The probability of a given mutation landing in a segment of length l is:

λ = ρ × l

To calculate the p value of n mutations landing in a segment of length l, we assume a Poisson sampling process of a mutation landing in a given segment and thus use:

$$ p=\sum \limits_{i=n}^{\infty}\frac{\uplambda^i\ \mathrm{x}\ {e}^{-\uplambda}}{i!} $$

though, in practice, we capped i arbitrarily at 50, as continually summing at i > 50 does not appreciably affect the calculated p value. For a given segment, we calculated the number of segments that would be expected to have p value as good or better, as the number of tested segments multiplied by the p value. From this, we also determined a false positive rate.

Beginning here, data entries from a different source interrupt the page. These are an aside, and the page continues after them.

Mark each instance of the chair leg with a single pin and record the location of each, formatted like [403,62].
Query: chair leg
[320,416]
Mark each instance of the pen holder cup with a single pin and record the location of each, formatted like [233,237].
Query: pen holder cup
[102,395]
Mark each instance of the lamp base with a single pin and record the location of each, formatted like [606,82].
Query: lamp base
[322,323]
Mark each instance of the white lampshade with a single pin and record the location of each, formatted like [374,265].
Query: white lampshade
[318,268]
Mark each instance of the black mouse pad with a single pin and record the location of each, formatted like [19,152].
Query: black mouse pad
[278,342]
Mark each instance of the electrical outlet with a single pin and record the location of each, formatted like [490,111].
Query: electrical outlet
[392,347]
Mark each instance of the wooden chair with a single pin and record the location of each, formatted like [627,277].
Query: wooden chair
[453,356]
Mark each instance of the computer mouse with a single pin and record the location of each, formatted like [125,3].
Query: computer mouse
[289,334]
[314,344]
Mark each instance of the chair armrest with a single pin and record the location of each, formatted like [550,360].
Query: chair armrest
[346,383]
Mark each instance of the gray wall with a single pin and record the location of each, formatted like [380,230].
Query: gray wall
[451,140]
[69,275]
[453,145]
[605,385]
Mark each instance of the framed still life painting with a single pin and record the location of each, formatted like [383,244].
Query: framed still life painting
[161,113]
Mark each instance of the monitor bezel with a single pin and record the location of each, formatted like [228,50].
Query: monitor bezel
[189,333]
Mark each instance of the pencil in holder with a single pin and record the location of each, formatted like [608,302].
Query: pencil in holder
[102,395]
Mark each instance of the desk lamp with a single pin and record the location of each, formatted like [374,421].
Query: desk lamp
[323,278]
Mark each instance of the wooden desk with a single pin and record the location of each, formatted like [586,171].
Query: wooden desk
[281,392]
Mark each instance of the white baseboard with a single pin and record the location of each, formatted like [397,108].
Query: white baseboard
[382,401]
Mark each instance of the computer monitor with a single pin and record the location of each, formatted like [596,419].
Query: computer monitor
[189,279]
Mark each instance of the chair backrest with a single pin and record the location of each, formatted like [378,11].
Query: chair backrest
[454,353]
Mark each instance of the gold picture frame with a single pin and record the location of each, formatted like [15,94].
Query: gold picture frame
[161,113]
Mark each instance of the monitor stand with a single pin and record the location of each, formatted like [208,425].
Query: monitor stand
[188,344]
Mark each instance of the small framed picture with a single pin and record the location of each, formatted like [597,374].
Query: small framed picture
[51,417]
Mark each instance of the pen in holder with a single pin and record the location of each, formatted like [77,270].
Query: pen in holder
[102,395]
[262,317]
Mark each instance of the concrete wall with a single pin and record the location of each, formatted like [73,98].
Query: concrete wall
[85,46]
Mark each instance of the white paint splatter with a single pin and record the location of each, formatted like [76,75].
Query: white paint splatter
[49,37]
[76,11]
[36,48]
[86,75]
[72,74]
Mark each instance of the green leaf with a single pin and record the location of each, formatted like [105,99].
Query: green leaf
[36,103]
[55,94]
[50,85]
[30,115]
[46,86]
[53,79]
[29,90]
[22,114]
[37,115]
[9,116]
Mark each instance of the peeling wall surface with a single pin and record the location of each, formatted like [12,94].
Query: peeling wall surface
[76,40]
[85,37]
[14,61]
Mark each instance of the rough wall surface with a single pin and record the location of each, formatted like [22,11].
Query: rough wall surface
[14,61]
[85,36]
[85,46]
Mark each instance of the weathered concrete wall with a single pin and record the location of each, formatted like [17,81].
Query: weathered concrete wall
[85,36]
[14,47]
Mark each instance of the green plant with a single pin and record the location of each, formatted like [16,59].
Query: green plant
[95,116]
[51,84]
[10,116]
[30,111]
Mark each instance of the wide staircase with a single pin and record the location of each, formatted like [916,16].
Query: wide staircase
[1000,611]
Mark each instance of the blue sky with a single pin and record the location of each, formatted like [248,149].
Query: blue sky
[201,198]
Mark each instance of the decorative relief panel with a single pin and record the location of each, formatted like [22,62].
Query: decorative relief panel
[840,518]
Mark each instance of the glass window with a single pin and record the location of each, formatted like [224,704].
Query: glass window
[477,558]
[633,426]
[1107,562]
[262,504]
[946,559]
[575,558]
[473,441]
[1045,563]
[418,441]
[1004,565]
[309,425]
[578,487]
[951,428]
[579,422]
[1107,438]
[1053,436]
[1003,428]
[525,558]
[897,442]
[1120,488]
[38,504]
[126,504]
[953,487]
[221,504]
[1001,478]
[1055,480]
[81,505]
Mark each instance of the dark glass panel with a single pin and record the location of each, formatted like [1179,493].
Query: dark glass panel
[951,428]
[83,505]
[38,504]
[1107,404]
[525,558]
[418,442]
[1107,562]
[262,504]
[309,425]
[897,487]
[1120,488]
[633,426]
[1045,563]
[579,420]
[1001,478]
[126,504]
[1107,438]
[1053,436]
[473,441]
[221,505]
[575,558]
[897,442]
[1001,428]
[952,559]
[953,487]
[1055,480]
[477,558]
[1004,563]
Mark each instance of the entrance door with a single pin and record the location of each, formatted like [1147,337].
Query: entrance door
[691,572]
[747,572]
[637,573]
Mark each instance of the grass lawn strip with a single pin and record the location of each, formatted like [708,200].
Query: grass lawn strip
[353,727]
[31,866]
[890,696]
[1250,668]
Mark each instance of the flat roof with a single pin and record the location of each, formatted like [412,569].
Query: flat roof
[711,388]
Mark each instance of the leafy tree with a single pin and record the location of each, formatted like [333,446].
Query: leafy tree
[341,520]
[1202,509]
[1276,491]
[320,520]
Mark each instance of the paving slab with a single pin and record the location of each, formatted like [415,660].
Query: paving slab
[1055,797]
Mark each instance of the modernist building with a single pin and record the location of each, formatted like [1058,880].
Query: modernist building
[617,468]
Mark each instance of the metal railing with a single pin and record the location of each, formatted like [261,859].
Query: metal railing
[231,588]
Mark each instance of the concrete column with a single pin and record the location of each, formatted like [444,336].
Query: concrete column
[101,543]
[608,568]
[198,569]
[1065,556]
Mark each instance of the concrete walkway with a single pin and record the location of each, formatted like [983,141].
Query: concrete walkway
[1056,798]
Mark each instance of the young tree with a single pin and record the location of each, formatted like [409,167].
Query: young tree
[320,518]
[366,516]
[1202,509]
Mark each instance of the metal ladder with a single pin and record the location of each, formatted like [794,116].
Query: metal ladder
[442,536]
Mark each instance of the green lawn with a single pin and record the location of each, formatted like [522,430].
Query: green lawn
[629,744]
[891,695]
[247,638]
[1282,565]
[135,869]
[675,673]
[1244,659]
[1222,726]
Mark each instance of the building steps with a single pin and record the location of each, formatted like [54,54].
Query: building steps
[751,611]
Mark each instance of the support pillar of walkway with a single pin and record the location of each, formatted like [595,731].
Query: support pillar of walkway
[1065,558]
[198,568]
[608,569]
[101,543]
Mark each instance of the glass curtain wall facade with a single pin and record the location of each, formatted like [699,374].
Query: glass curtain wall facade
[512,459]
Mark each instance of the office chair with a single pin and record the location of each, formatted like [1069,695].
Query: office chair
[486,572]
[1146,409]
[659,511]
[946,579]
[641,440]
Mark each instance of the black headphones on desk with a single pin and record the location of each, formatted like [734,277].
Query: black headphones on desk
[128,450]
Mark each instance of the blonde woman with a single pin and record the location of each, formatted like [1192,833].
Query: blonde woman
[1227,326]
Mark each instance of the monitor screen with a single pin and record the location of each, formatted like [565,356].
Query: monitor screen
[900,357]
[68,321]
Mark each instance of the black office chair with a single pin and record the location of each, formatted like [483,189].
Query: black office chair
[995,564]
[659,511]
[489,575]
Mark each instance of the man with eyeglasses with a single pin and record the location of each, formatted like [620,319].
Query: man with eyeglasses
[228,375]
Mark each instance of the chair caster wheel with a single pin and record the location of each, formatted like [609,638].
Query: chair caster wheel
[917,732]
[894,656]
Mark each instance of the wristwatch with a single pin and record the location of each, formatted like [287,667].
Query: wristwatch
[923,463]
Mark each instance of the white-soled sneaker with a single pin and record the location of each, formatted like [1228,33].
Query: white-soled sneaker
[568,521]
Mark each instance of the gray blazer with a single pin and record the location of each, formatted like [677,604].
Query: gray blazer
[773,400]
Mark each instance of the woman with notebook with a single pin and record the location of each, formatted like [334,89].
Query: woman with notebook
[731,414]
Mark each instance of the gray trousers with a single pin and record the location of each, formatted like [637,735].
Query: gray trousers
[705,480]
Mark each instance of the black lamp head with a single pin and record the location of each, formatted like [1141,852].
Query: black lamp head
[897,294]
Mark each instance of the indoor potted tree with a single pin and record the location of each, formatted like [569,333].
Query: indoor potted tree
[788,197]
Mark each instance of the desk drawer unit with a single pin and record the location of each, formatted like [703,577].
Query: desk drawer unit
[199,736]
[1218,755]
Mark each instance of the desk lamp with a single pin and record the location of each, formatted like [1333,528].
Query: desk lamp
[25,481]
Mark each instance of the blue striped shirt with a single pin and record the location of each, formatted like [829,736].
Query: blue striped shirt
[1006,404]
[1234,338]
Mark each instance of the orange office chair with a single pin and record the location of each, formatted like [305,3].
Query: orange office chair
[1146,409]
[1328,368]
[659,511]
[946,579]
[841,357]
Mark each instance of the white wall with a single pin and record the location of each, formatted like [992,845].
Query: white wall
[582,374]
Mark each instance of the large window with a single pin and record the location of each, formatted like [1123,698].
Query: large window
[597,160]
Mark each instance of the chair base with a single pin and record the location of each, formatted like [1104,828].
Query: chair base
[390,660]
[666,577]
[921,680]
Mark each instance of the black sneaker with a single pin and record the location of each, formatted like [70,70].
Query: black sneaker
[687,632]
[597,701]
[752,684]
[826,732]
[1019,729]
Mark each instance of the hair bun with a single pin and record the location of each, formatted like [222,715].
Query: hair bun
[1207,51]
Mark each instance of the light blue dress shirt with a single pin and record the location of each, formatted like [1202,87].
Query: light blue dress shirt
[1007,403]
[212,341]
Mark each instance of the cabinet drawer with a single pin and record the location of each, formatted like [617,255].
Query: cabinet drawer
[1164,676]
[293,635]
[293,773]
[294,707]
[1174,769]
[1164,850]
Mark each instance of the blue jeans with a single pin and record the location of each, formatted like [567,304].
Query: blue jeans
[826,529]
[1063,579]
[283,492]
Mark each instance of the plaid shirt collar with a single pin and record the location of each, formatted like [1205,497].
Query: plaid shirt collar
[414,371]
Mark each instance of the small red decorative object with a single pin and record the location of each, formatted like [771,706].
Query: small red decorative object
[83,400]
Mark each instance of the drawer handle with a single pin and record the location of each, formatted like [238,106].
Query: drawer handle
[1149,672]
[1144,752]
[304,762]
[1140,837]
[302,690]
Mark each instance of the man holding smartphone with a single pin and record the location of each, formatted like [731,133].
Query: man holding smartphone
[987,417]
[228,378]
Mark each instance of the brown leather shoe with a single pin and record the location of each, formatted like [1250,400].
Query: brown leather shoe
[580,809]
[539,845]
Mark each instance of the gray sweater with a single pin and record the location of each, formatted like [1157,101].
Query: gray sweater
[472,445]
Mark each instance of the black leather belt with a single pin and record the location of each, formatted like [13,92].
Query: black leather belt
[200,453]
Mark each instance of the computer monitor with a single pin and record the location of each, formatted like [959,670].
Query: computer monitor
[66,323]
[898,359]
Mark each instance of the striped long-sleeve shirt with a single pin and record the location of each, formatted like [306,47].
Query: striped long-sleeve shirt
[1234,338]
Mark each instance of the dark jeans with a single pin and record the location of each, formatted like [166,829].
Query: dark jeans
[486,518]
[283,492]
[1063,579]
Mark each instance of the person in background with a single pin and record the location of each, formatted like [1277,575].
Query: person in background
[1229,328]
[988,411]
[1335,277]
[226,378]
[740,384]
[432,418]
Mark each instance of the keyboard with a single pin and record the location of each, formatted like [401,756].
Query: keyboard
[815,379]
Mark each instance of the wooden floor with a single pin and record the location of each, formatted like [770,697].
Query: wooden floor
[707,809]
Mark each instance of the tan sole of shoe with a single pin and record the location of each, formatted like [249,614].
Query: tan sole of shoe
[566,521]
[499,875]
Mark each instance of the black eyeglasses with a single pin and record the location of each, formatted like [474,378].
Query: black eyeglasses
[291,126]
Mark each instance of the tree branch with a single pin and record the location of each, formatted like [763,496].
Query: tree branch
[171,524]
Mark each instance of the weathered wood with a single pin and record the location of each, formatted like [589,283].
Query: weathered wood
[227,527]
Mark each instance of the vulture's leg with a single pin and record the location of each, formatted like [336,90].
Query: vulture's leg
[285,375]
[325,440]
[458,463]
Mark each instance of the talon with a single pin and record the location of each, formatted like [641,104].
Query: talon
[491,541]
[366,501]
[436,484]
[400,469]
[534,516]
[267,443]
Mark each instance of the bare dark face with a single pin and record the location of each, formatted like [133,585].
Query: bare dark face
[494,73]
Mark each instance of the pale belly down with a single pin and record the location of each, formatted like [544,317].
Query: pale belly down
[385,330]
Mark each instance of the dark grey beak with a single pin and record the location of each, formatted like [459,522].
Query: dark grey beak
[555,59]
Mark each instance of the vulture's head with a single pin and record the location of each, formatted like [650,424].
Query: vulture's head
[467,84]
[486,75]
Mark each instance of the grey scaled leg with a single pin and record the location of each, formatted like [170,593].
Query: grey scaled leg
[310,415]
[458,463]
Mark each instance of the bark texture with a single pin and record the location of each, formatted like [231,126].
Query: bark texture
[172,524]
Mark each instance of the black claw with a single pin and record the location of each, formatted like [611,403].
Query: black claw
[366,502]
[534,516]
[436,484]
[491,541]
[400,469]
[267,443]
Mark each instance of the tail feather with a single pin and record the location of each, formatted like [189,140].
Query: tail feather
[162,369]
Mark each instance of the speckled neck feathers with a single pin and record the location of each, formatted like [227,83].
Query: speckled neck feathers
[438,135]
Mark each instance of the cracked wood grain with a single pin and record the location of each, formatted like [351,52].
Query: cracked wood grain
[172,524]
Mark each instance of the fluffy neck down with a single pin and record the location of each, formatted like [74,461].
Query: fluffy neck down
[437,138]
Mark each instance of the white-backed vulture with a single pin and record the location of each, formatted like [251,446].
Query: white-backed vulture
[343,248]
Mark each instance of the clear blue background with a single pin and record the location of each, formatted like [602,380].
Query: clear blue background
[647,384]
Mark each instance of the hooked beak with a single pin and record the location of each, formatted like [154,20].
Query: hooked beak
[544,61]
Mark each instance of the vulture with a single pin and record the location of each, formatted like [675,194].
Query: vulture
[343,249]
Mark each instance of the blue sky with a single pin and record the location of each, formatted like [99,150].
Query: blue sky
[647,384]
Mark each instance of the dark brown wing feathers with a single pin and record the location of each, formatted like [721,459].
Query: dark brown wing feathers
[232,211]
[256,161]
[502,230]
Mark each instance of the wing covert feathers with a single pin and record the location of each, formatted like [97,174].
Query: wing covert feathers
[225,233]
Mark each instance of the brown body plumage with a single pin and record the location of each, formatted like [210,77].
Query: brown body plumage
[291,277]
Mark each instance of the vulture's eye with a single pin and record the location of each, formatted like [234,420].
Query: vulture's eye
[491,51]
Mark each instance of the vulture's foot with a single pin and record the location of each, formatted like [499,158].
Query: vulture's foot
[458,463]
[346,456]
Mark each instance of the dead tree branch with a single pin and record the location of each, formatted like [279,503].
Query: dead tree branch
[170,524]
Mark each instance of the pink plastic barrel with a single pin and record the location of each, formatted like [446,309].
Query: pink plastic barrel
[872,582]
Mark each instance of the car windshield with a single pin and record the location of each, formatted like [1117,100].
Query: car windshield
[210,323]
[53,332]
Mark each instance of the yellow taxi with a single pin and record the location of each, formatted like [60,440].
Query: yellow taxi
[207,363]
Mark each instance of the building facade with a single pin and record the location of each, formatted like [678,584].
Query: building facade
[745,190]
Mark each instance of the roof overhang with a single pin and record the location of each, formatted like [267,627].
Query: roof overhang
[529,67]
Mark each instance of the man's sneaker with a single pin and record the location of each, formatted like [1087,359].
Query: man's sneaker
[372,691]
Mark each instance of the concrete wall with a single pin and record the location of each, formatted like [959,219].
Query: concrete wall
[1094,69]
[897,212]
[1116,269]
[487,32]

Generation of Muller diagrams

Based on both the clonal sequencing, we were able to determine which mutations were in which lineages together, and from both the clonal and population sequencing an approximate order of those mutations (though this was not exhaustive for all mutations). Using these data, we developed a lineage file format that described which mutations occurred in which lineages, and which lineages descended from one another, and used a custom Perl script that combined this information with the allele frequencies over time from the population sequencing to generate a graphical representation of the evolutionary dynamics, often referred to as a Muller diagram.